I am a high school teacher in Las Vegas and I found myself at the beginning of a new school year with a lot of ideas, but virtually no money to work with. As a result I had to become very thrifty, very quickly. So in the tradition of node your homework, here are some ideas to try in your classroom, or just at home.


The most expensive part of chemistry is trying to find chemicals and equipment. Many experiments call for chemicals that can be found in your local grocery store as long as you know where to look. Some of these you may already know, but I'm sure that there are a few suprises.

Acetic Acid - Vinegar
Acetone - Nail Polish Remover
Ascorbic Acid - Vitamin C
Ammonia - Window Cleaners
Bismuth Subsalicylate - Pepto Bismol
Calcium Carbonate - Tums
Calcium Hydroxide - Nair
Carbonic Acid - Tonic Water
Cyanoacrylate - Superglue
Ethylene Glycol - Anti-freeze
Iso-propyl Alcohol - Rubbing Alcohol
Magnesium Hydroxide - Milk of Magnesia
Muriatic Acid - Concrete Cleaner
pH Indicator - Red Cabbage Juice
Sodium Bicarbonate - Baking Soda
Sodium Hypochlorate - Bleach
Sodium Polyacrylate - inside Disposable Diapers
Toluene - Paint Thinner

As far as equipment is concerned, it is really all about the scale of your labs. For a small scale lab, you can use plastic pipettes for almost everything. In a classroom instead of setting out whole bottles of chemicals and worrying about cross contamination you can label and fill pipettes. That way you can have a set of chemicals for each lab group without having individual bottles. If you have access to different sized pipettes you can cut the bulb off the largest pipette and use the bulb as the container for your experiment.

For large scale experiments nothing beats a glass beaker, but if you can get away with using a plastic glass it's easier clean up and much cheaper. Kitchen measuring cups are also great as long as you know your conversions.


Here are a few fun experiments that are crowd pleasing and cheap.

Have your students answer the always intriguing question, "How much milk can I drink before I puke?" Most people don't realize that milk makes you puke when all of your stomach acid gets neutralized. Of course, no one should actually drink milk until they get sick. Your students can take about 10ml of acid and see how much milk can be added before neutralization happens. Milk is cheap, you can use red cabbage to show neutralization, and the whole thing can take place inside of a plastic cup! The acid in your stomach is hydrochloric, but vinegar can substitute for slightly less accurate results.

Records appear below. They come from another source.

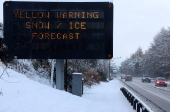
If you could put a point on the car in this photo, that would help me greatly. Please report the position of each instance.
(128, 78)
(123, 76)
(146, 78)
(114, 75)
(160, 81)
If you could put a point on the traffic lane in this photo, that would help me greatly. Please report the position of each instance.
(152, 84)
(162, 102)
(159, 92)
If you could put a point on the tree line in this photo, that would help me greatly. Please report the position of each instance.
(155, 61)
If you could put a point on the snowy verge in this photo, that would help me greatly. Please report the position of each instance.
(139, 100)
(21, 94)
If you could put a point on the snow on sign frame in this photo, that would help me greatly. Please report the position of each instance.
(58, 30)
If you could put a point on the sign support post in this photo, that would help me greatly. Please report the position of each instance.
(60, 74)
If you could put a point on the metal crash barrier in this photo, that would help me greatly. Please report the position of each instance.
(137, 105)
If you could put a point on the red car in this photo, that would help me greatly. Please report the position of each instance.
(160, 81)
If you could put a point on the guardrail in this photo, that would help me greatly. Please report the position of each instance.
(137, 105)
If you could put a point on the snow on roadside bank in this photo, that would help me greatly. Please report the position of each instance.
(20, 94)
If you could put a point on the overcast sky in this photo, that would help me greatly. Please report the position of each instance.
(136, 22)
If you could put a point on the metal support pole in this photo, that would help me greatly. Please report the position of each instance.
(109, 69)
(66, 77)
(60, 74)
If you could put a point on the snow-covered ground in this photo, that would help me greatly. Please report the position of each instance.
(20, 94)
(168, 82)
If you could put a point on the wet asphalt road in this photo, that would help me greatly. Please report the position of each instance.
(158, 95)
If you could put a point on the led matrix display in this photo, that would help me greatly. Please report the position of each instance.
(58, 30)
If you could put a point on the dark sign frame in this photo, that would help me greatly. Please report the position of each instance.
(90, 38)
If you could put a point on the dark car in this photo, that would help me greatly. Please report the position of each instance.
(146, 78)
(160, 81)
(128, 78)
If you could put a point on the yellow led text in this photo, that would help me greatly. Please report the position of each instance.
(54, 36)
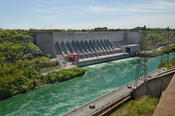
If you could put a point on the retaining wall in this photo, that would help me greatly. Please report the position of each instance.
(153, 87)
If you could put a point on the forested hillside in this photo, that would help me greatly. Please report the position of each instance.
(20, 62)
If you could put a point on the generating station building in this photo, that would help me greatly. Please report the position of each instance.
(87, 44)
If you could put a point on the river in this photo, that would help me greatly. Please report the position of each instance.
(59, 98)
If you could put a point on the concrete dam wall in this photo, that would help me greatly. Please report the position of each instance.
(86, 44)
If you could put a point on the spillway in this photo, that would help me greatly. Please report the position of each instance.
(59, 98)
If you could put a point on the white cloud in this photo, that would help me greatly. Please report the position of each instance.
(154, 7)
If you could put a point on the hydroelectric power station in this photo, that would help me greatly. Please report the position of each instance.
(92, 47)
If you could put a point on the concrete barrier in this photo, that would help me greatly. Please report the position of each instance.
(154, 86)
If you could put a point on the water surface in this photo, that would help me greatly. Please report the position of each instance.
(59, 98)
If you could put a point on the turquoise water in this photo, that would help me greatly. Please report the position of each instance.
(59, 98)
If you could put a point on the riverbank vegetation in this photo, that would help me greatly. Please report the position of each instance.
(158, 52)
(168, 64)
(20, 65)
(143, 106)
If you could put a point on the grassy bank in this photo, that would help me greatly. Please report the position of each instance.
(154, 53)
(20, 65)
(143, 106)
(169, 64)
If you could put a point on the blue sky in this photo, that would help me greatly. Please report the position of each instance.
(83, 14)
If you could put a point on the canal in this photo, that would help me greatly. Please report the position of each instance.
(59, 98)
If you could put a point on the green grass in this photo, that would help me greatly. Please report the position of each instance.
(143, 106)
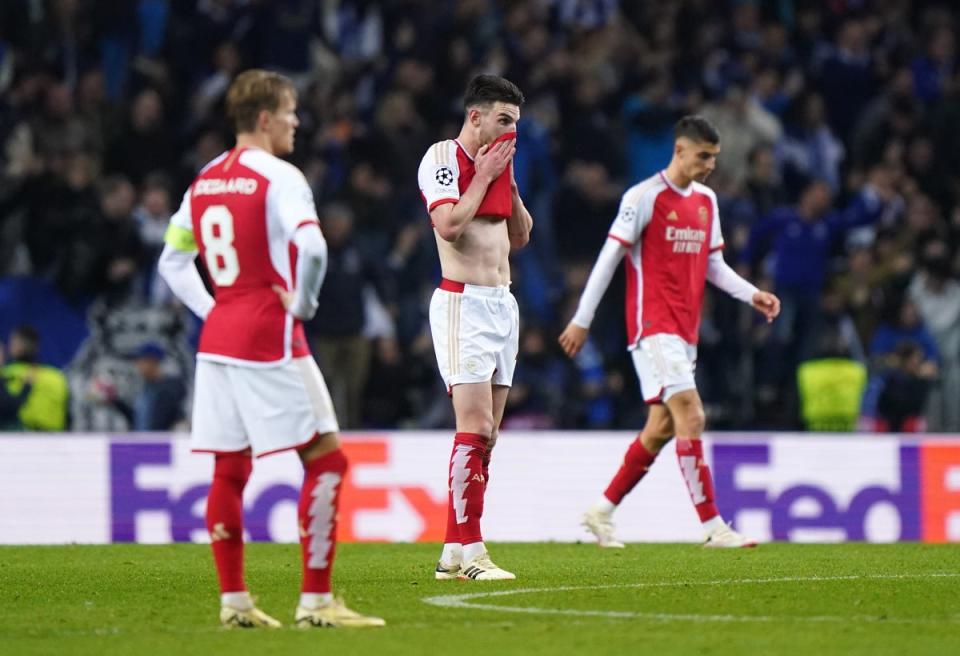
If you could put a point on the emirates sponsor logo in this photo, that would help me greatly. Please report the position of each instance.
(686, 240)
(217, 186)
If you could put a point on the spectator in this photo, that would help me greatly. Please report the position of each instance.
(45, 408)
(801, 239)
(336, 334)
(10, 402)
(159, 404)
(937, 296)
(809, 148)
(744, 124)
(906, 381)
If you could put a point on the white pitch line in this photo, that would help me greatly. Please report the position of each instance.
(465, 601)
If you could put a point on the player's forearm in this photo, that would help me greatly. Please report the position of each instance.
(177, 268)
(452, 224)
(723, 277)
(519, 224)
(311, 270)
(603, 270)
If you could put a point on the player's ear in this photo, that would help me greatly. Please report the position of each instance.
(263, 119)
(474, 115)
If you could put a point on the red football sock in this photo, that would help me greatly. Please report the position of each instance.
(317, 512)
(486, 469)
(467, 485)
(225, 517)
(697, 476)
(635, 465)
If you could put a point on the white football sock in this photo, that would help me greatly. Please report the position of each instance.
(452, 553)
(714, 524)
(605, 505)
(471, 551)
(238, 600)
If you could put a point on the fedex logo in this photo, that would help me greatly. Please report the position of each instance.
(805, 489)
(143, 486)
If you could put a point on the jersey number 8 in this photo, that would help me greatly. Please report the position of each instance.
(216, 231)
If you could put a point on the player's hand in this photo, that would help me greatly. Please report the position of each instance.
(490, 162)
(286, 298)
(572, 339)
(766, 304)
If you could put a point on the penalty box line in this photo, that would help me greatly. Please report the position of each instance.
(465, 601)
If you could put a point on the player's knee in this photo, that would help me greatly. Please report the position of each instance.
(478, 422)
(694, 421)
(654, 442)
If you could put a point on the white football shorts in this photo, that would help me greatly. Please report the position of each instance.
(665, 365)
(476, 333)
(268, 409)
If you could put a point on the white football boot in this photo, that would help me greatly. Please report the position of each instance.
(600, 523)
(481, 568)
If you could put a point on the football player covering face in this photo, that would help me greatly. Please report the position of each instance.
(478, 219)
(492, 121)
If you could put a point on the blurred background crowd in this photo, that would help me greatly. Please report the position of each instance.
(839, 187)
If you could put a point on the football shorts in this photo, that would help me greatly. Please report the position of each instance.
(267, 409)
(665, 365)
(476, 333)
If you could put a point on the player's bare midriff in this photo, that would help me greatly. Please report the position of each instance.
(480, 256)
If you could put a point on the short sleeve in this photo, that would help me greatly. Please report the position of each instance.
(439, 175)
(632, 217)
(291, 200)
(179, 233)
(716, 236)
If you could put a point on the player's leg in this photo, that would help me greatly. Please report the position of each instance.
(473, 407)
(689, 420)
(500, 393)
(637, 460)
(288, 408)
(218, 428)
(324, 468)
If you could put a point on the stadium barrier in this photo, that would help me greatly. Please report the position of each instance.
(150, 488)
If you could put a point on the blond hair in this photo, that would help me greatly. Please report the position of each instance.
(252, 92)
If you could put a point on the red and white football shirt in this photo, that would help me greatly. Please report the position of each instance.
(446, 172)
(670, 233)
(243, 210)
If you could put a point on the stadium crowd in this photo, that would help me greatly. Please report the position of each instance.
(838, 181)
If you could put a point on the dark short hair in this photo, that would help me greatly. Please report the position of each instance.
(696, 128)
(488, 89)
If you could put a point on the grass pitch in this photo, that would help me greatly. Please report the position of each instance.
(568, 599)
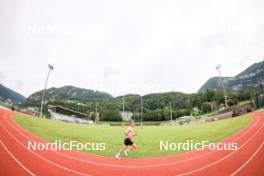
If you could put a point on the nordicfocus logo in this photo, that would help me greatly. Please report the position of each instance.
(190, 145)
(71, 145)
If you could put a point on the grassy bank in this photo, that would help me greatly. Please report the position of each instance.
(148, 139)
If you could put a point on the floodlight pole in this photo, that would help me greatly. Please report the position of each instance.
(171, 112)
(43, 95)
(123, 118)
(141, 114)
(222, 82)
(96, 118)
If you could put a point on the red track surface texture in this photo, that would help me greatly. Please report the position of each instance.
(15, 159)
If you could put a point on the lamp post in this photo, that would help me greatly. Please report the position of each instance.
(43, 94)
(222, 82)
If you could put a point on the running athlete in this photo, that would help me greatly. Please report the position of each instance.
(129, 134)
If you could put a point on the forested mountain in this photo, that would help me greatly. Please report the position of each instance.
(252, 77)
(10, 96)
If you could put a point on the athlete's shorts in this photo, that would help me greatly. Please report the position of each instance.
(128, 141)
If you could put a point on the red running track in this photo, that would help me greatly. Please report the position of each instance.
(15, 159)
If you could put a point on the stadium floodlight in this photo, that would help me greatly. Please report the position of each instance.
(222, 82)
(171, 112)
(51, 67)
(96, 117)
(123, 116)
(141, 114)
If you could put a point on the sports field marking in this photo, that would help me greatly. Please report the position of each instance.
(136, 166)
(41, 157)
(241, 167)
(14, 158)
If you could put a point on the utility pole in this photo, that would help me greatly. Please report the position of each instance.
(222, 82)
(43, 95)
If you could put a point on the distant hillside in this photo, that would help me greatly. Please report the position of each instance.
(68, 93)
(249, 78)
(10, 96)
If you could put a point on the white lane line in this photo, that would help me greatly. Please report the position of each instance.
(240, 168)
(137, 166)
(43, 158)
(227, 156)
(14, 158)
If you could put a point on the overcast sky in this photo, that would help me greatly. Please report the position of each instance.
(127, 46)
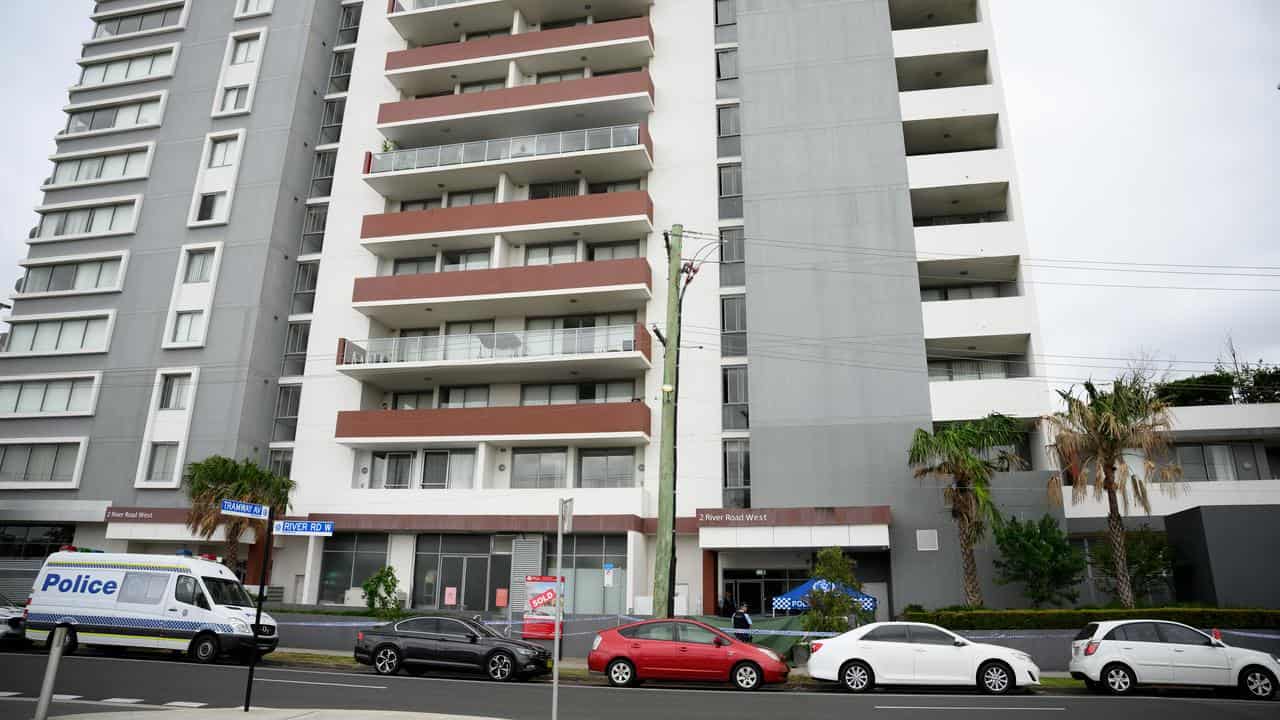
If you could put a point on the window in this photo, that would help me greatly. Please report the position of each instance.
(222, 153)
(160, 466)
(696, 634)
(72, 277)
(127, 69)
(213, 208)
(245, 50)
(100, 168)
(453, 469)
(470, 396)
(234, 99)
(144, 588)
(726, 64)
(200, 264)
(280, 463)
(103, 219)
(296, 341)
(732, 258)
(484, 86)
(69, 335)
(551, 254)
(174, 391)
(538, 468)
(734, 326)
(33, 541)
(187, 326)
(922, 634)
(887, 634)
(734, 395)
(615, 250)
(137, 22)
(726, 12)
(561, 76)
(72, 395)
(731, 180)
(607, 468)
(347, 561)
(113, 117)
(727, 121)
(466, 197)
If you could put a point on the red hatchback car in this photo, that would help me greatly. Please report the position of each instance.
(681, 650)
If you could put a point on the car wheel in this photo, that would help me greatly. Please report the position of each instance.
(1118, 679)
(501, 666)
(387, 660)
(996, 678)
(748, 677)
(856, 677)
(1257, 683)
(204, 648)
(621, 673)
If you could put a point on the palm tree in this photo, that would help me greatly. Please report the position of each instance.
(215, 478)
(1091, 438)
(967, 455)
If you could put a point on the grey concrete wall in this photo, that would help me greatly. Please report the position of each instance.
(241, 359)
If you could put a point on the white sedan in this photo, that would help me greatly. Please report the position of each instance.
(1118, 656)
(915, 654)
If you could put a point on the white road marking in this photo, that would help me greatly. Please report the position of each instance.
(330, 684)
(963, 707)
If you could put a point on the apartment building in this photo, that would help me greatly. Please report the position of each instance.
(414, 256)
(152, 313)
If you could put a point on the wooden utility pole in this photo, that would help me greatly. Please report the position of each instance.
(664, 560)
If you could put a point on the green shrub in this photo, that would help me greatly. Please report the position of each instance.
(1077, 619)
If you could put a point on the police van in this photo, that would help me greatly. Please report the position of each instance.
(146, 601)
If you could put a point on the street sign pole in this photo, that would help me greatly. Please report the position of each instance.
(563, 524)
(261, 598)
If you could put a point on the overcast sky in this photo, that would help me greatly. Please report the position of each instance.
(1146, 131)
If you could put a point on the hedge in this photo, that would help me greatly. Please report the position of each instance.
(1077, 619)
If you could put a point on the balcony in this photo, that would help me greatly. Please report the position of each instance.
(600, 46)
(595, 101)
(606, 423)
(982, 318)
(959, 169)
(430, 22)
(606, 286)
(607, 215)
(504, 356)
(602, 154)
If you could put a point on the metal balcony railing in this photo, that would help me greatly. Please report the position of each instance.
(490, 346)
(507, 147)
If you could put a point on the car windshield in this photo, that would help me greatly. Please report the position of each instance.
(228, 592)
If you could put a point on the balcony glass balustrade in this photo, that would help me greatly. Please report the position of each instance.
(507, 149)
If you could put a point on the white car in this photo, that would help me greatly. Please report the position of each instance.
(1118, 656)
(914, 654)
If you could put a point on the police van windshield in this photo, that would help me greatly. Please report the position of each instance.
(228, 592)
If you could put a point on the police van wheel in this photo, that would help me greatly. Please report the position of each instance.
(204, 648)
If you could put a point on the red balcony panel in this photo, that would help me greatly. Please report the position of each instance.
(510, 214)
(516, 420)
(517, 44)
(525, 95)
(533, 278)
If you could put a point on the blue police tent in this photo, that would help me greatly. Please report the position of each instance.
(795, 597)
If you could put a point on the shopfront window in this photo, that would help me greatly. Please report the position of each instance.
(347, 561)
(588, 561)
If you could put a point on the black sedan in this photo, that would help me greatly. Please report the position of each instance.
(453, 643)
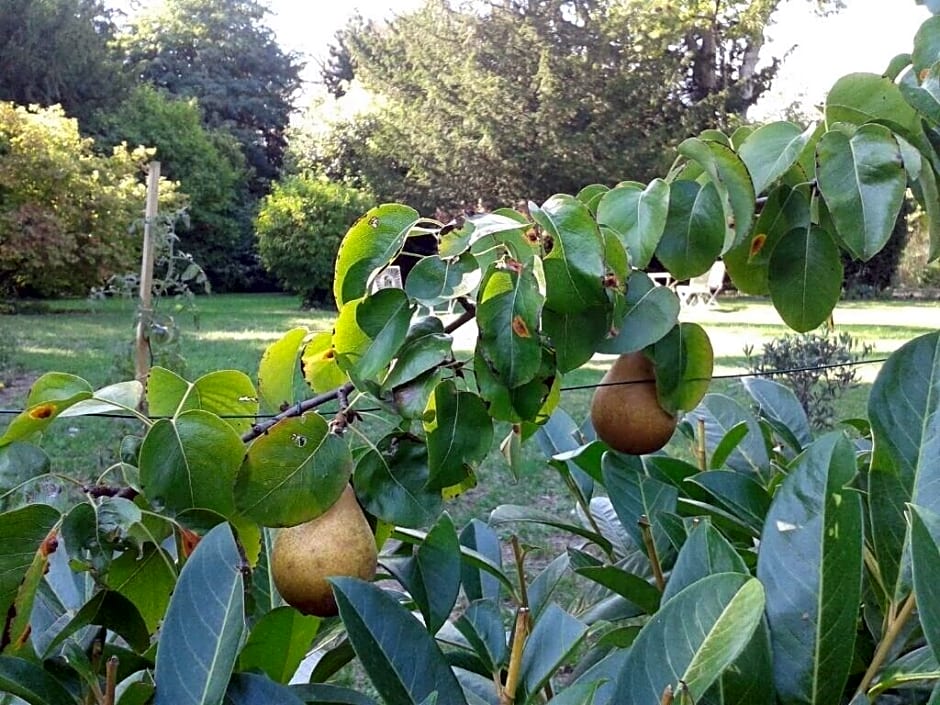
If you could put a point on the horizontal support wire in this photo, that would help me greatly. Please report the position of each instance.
(577, 387)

You can also show effectiveness of different antacids by taking several brands and finding how much acid gets neutralized vs antacid mass. These are excellent labs to use on students who think that chemistry has nothing to do with their lives.

Properties of Liquids
Students often struggle with the idea of defining what a liquid is. Add some water to corn starch and attempt to stir. Add water until it appears as a liquid but you can smack the top of it without much movement. This solution behaves as a solid with quick movements and a liquid with slow movements. The whole mixture is technically a liquid because it takes the shape of its container. If you are doing this with students let them play around with the mixture and ask them to determine its state of matter.

Capillary Action is one of those elusive properties that you can show in any container, but nobody cares about. Stick a stalk of celery in a cup with colored liquid in it and within a few hours/days the leaves will take on the color of the liquid it is in.

Surface Tension is great fun to experiment with if you have some mercury, but for the rest of us try this. Get some plain water and a mixture of one part liquid soap to four parts water. Stir well and allow bubbles to subside. Have the students add the liquids drop by drop to the top of the pennies. The students will notice that the penny with the soap water will hold a lot more drops before spilling over.

Gas Laws
The idea that pressure and volume are related can be hard for students to visualize. Get a large clear bottle, at least 1 liter. In the bottom of the bottle put a couple tablespoons of baking soda. Put some acid inside of a test tube. Drop the test tube into the bottle so that the acid stays mostly inside of the test tube. Inflate a balloon inside the bottle and tie it off. The balloon should be wall to wall within the bottle. Place the cap on the bottle. When it comes time for the demonstration tip the bottle so that the acid spills out. As the acid and base react they will release CO2 creating more pressure inside the bottle. Due to the excess pressure the balloon inside of the bottle will seem to magically shrink!

I hope that this little list of cheap science tricks will help you entertain your friends, students, or heck even just your own drunk self! Enjoy!